Look here to see some good diagrams explaining the complexity of floating point networks vs BNNs.
The process of converting from a real value to binary is termed Binarization (d-uh). One of the simplest functions used for this is the Sign function.
Sign(x) = +1, if x ≥ 0 -1, else
During forward propagation, the weights and inputs are binarized at each layer. The gradients that go through back propagation are NOT binary though, they are real values. This is because the updates to the weights are very small and need higher precision to be represented.
Some of the inaccuracies from BNN can also be considered equal to dropoff. At a high level dropoff is nothing but zeroing out random activations in order to prevent over fitting.
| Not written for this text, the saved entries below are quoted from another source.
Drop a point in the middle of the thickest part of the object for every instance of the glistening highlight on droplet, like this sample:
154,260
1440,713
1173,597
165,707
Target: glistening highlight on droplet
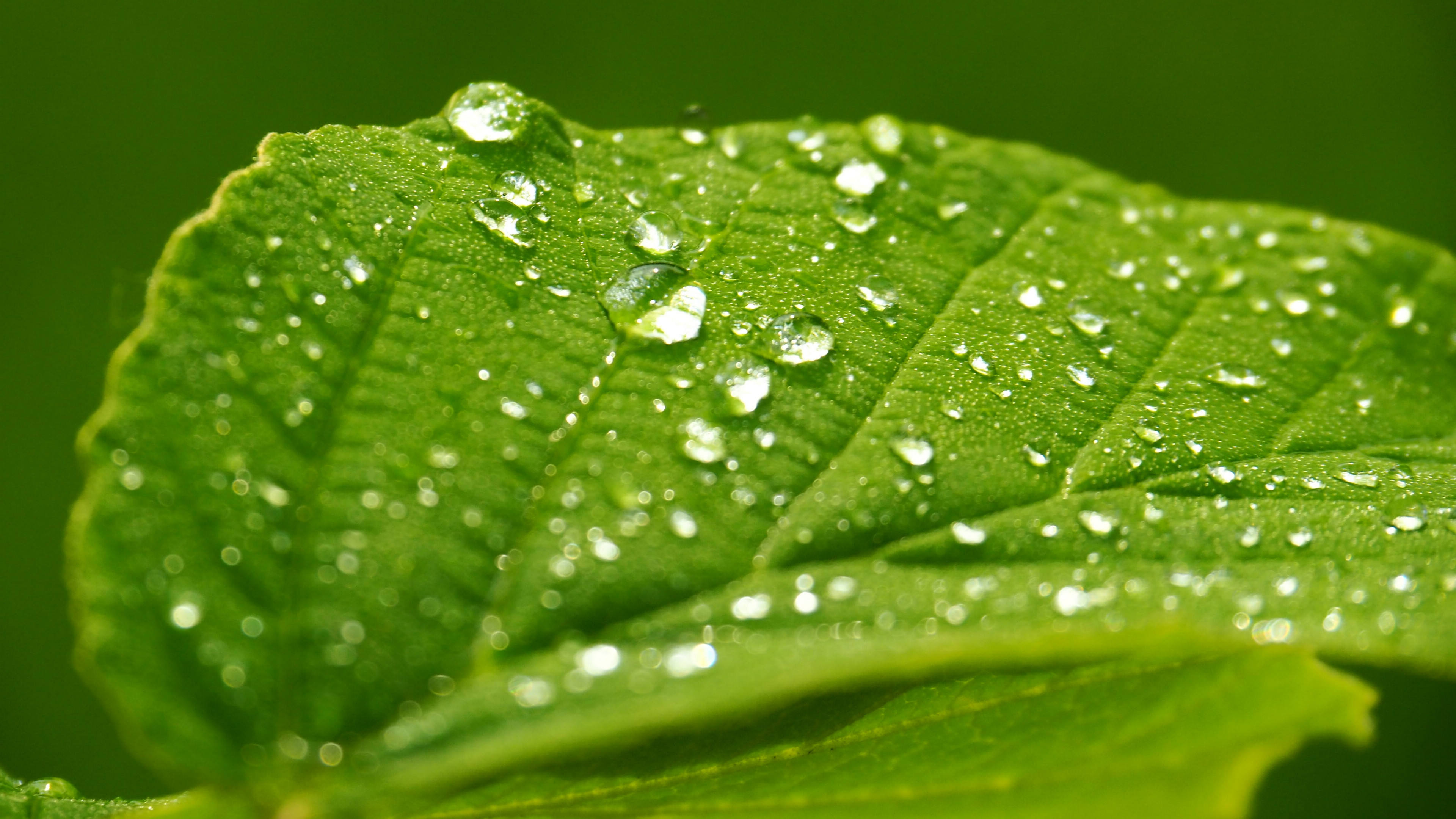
656,301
The author also goes on to say that sometimes, BNNs need more hyperplanes (translates to more hidden units) to achieve similar accuracy as traditional DNNs. This however doesn’t increase the cost a lot because each BNN node is much cheaper to compute.
So does all of this work? Apparently yes. There are some experiments in the paper which show that MNIST worked quite well. Please do refer to that. Many of the DL Frameworks have implementations for BNN so it’s going to be fun experimenting with bits soon!